19 de Mayo de 2020, 19:25

Hasta la llegada de la Covid-19, los delicados equilibrios de las negociaciones climáticas suscitaban las cábalas sobre si llegaría a tiempo el anunciado objetivo de reducción de la UE para 2030: a tiempo de ser aprobado con antelación suficiente antes de la COP26 de Glasgow, y a tiempo de influir sobre la posición de otros grandes contaminadores como China. La decisión de aplazar la cumbre sobre el cambio climático hasta 2021 podría, desde esa óptica minimalista, verse como un alivio y una forma de ganar ese tiempo que no se tenía.

Sin embargo, seguir contando meses con los dedos es no haberse enterado de la enorme deflagración que se ha producido. Las frágiles expectativas del posibilismo climático han salido volando por los aires y se ha puesto de manifiesto de forma muy visible que el espacio institucional de solución multilateral ya venía herido, quizás de muerte.
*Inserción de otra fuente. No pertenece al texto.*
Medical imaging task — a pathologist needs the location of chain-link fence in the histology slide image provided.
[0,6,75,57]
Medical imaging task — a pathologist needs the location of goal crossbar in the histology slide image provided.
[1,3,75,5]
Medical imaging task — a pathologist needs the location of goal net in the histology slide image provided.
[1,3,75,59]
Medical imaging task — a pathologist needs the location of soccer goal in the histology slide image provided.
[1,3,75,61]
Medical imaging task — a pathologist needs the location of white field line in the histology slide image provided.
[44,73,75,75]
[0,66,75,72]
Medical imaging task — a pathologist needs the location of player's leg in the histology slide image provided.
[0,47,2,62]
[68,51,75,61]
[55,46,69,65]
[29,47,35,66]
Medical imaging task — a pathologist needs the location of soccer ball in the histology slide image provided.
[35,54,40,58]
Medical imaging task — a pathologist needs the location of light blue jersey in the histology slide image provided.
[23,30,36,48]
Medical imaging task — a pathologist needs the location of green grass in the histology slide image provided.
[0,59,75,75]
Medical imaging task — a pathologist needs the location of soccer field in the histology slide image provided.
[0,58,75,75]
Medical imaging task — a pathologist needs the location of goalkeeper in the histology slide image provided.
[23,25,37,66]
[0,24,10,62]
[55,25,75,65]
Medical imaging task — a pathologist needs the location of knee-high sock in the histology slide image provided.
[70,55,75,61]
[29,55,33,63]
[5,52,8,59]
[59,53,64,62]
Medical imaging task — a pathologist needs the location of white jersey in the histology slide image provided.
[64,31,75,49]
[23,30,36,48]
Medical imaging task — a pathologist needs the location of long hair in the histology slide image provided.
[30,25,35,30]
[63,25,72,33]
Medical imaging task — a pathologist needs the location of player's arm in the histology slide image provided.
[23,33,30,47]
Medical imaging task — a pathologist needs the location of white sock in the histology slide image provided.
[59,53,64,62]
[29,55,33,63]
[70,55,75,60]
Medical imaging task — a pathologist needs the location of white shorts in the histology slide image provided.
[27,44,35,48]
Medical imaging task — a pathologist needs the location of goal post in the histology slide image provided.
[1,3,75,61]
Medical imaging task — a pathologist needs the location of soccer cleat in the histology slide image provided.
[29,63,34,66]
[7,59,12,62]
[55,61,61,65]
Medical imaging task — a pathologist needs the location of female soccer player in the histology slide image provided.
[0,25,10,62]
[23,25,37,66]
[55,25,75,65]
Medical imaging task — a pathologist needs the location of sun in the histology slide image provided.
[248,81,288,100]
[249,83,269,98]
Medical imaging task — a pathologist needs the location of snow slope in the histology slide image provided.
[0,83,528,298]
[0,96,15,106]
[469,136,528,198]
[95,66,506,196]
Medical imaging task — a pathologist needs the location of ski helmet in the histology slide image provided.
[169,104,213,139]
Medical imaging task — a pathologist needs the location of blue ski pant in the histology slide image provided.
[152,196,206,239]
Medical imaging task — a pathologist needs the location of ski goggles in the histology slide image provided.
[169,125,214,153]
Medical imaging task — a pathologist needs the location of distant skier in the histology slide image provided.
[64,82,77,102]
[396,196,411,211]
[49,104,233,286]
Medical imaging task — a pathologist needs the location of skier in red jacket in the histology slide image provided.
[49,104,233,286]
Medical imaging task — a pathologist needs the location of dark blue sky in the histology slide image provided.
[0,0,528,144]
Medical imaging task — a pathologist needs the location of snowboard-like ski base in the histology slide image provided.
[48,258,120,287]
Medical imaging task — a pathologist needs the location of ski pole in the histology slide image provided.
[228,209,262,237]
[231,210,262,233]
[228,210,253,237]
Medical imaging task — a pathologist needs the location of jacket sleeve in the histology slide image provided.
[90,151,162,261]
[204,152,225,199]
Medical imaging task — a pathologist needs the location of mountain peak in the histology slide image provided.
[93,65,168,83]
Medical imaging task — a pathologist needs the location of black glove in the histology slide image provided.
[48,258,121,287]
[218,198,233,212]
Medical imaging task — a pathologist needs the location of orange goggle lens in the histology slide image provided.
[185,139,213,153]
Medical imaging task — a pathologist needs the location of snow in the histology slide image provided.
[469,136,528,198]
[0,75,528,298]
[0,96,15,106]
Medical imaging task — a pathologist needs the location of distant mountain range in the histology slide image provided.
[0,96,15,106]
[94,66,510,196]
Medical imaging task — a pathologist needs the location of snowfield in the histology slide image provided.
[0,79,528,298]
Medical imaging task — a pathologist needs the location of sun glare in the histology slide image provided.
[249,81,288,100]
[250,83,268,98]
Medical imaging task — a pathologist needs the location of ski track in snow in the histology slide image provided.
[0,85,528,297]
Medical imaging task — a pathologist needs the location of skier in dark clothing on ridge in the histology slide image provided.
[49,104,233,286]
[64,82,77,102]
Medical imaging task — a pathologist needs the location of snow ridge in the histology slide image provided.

No puede explicarse de otra forma que se pueda aplazar alegremente la gestión de la mayor crisis de la historia de la humanidad: la crisis climática. Aplazar la COP, que en teoría es el principal mecanismo de que disponemos para atajarla, como quien aplaza un partido de fútbol de la Champions desvela un nivel de irrealidad cuasi lisérgico. ¿Alguien se imagina que los gobiernos hubieran decidido aplazar unos meses la gestión de la pandemia que estamos sufriendo? El cambio climático ha desaparecido de los medios de comunicación y de los debates, pero eso no lo hará esfumarse como por arte de magia. La crisis climática sigue su curso, y hoy tenemos aún más urgencia por afrontarla que hace un año y pico, cuando los científicos del Intergovernmental Panel on Climate Change (IPCC) nos alertaron de que teníamos poco más de una década para reaccionar.
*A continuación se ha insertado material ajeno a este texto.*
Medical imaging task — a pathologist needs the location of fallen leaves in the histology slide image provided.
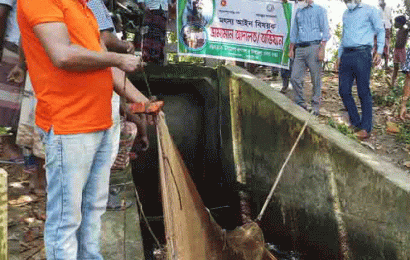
[386,121,400,134]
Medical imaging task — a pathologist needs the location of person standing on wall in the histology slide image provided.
[374,0,393,69]
[391,15,409,88]
[336,0,385,140]
[289,0,330,115]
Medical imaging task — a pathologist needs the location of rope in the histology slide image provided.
[256,110,314,222]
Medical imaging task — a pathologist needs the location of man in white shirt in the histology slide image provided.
[379,0,393,69]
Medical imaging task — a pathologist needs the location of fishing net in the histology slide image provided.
[157,113,276,260]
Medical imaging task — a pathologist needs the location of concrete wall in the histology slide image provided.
[218,64,410,260]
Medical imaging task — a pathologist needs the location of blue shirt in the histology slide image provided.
[85,0,120,123]
[290,4,330,43]
[339,4,385,57]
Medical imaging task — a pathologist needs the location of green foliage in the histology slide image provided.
[396,122,410,144]
[372,70,405,107]
[328,118,357,140]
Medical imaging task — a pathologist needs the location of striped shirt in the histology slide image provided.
[339,4,385,57]
[290,4,330,43]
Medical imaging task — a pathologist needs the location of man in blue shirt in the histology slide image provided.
[289,0,330,115]
[336,0,385,140]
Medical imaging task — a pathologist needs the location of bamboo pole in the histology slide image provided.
[0,168,8,260]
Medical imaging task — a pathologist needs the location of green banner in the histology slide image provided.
[177,0,294,68]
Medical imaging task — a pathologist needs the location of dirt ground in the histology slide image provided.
[253,67,410,171]
[0,64,410,260]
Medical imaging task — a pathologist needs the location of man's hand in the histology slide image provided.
[117,54,145,72]
[7,64,26,84]
[127,114,149,152]
[373,53,382,66]
[289,48,295,59]
[126,41,135,54]
[334,58,340,72]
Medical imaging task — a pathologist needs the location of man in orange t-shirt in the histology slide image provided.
[17,0,143,260]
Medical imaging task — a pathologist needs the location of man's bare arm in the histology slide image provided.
[34,22,141,72]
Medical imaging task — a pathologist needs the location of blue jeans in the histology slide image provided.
[339,47,373,133]
[38,125,113,260]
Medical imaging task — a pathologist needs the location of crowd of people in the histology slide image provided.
[0,0,167,259]
[281,0,410,140]
[0,0,410,259]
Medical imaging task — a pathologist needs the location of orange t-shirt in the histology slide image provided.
[17,0,113,134]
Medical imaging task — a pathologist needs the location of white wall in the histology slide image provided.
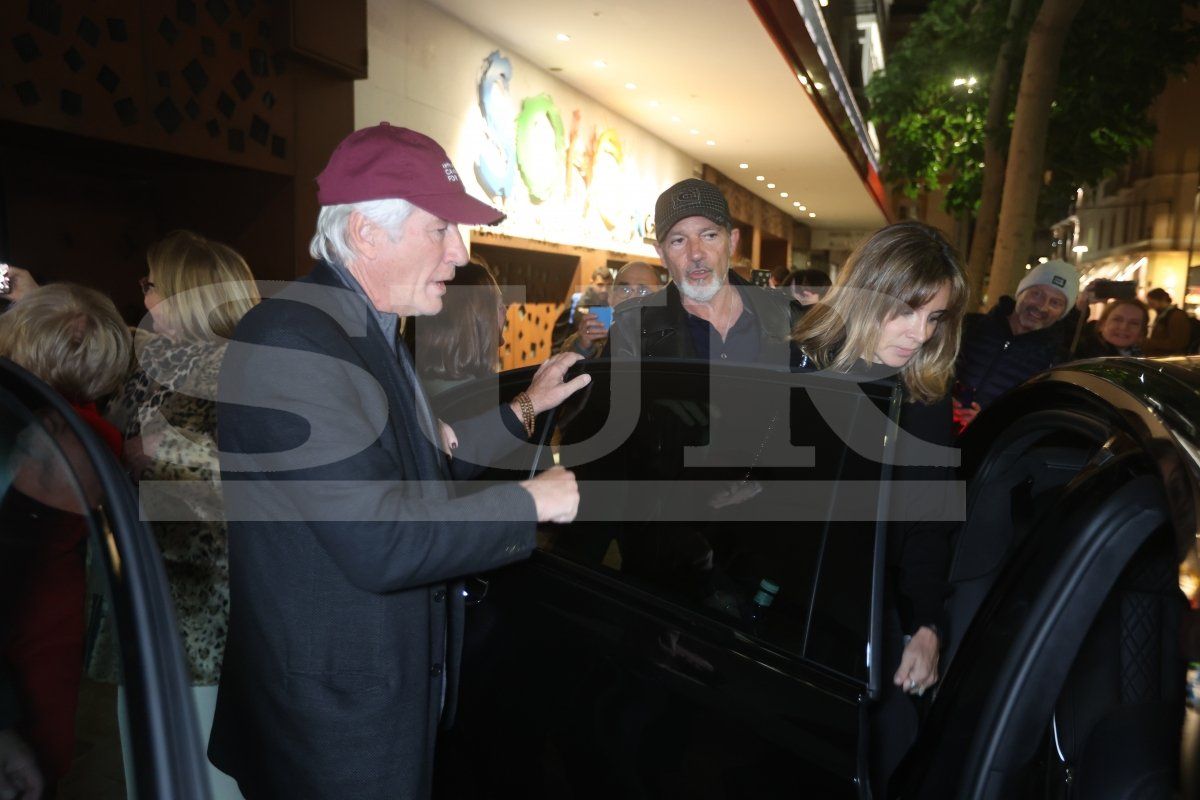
[354,0,700,255]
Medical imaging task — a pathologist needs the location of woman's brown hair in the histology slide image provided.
[792,222,967,403]
[415,261,503,380]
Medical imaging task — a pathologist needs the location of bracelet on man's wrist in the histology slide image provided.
[516,392,538,437]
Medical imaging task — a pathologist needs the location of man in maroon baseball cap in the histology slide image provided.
[317,122,504,225]
[209,122,590,800]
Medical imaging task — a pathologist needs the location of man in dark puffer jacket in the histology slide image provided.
[954,261,1079,433]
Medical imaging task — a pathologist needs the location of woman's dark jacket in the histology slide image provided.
[793,350,962,642]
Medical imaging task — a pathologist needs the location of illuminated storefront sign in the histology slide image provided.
[474,50,664,255]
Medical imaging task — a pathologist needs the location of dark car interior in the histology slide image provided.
[890,398,1186,798]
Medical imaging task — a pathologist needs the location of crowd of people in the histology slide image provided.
[0,124,1194,798]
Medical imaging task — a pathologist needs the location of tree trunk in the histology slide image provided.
[967,0,1025,308]
[990,0,1084,299]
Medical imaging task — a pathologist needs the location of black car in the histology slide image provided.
[436,360,1200,798]
[0,360,1200,799]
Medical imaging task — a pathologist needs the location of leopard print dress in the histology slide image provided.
[90,335,229,686]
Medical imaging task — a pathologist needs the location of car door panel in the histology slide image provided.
[440,365,894,798]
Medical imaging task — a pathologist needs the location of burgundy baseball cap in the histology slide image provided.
[317,122,504,225]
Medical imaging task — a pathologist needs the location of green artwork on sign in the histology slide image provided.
[517,94,566,203]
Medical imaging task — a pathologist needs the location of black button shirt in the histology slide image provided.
[684,300,762,363]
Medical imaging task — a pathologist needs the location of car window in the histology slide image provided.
[541,365,890,681]
[0,360,205,798]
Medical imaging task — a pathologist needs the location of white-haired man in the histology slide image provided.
[209,124,588,800]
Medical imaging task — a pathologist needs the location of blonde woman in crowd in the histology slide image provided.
[94,230,259,798]
[0,281,131,796]
[793,222,967,786]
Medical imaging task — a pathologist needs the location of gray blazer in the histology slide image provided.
[209,264,535,800]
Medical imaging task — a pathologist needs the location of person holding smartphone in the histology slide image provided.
[563,261,662,359]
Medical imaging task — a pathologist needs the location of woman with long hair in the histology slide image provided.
[1073,300,1150,359]
[0,283,131,796]
[414,261,504,397]
[94,230,259,798]
[793,222,967,780]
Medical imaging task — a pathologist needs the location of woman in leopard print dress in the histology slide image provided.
[94,230,259,796]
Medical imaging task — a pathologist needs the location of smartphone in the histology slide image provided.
[588,306,612,330]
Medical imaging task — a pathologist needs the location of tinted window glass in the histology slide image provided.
[0,392,131,796]
[544,365,890,680]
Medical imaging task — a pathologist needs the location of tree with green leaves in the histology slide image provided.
[868,0,1200,304]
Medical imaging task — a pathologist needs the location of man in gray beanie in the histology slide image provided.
[954,261,1079,432]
El aplazamiento de la COP, más allá de explicaciones logísticas, puede aventurar el fin de un ciclo y tiene una lectura desastrosa en términos políticos. Porque lo que tenemos enfrente no es una alianza sólida de países prometiendo atender a esta emergencia y haciendo esfuerzos denodados por rescatar y reforzar el multilateralismo para garantizar la supervivencia de nuestra especie. Antes al contrario, la crisis de la Covid-19 ha reactivado una nueva ola de la doctrina del shock, provocando un empuje brutal en favor de la desregulación ambiental. En Estados Unidos, la EPA ha dicho a las empresas que quien quiera contaminar tiene barra libre, y entre las medidas económicas urgentes que Donald Trump ha aprobado se encuentra…. agilizar la construcción de un oleoducto de 2.000 kilómetros. China pretende apoyar su reactivación económica tras la pandemia con la construcción de nuevas centrales de carbón y grandes infraestructuras, como la Iniciativa del Cinturón y la Ruta de la Seda.
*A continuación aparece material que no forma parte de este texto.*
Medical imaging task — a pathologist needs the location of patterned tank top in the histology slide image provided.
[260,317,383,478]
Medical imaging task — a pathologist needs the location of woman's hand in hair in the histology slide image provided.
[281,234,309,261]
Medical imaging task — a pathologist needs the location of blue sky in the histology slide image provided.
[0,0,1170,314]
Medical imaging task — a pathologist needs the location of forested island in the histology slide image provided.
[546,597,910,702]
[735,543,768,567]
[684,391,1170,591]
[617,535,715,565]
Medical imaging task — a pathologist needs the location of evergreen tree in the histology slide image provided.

[Con la colaboración de Red Eléctrica de España]

Por su parte, la industria europea se ha puesto a escribir su carta a los Reyes Magos con todo lo que quiere: retraso en el cumplimiento de los estándares de CO2 de los coches, rescates a las aerolíneas y a la industria automovilística, aplazamiento de dos años en los requisitos de eco-diseño de los electrodomésticos, una rebaja sustancial en los objetivos de recogida de residuos electrónicos…; y a nivel político, la batalla dialéctica en torno al Pacto Verde está servida: mientras algunos gobiernos, como el polaco o el checo, piden enterrarlo, otros intentan desesperadamente que no se hunda.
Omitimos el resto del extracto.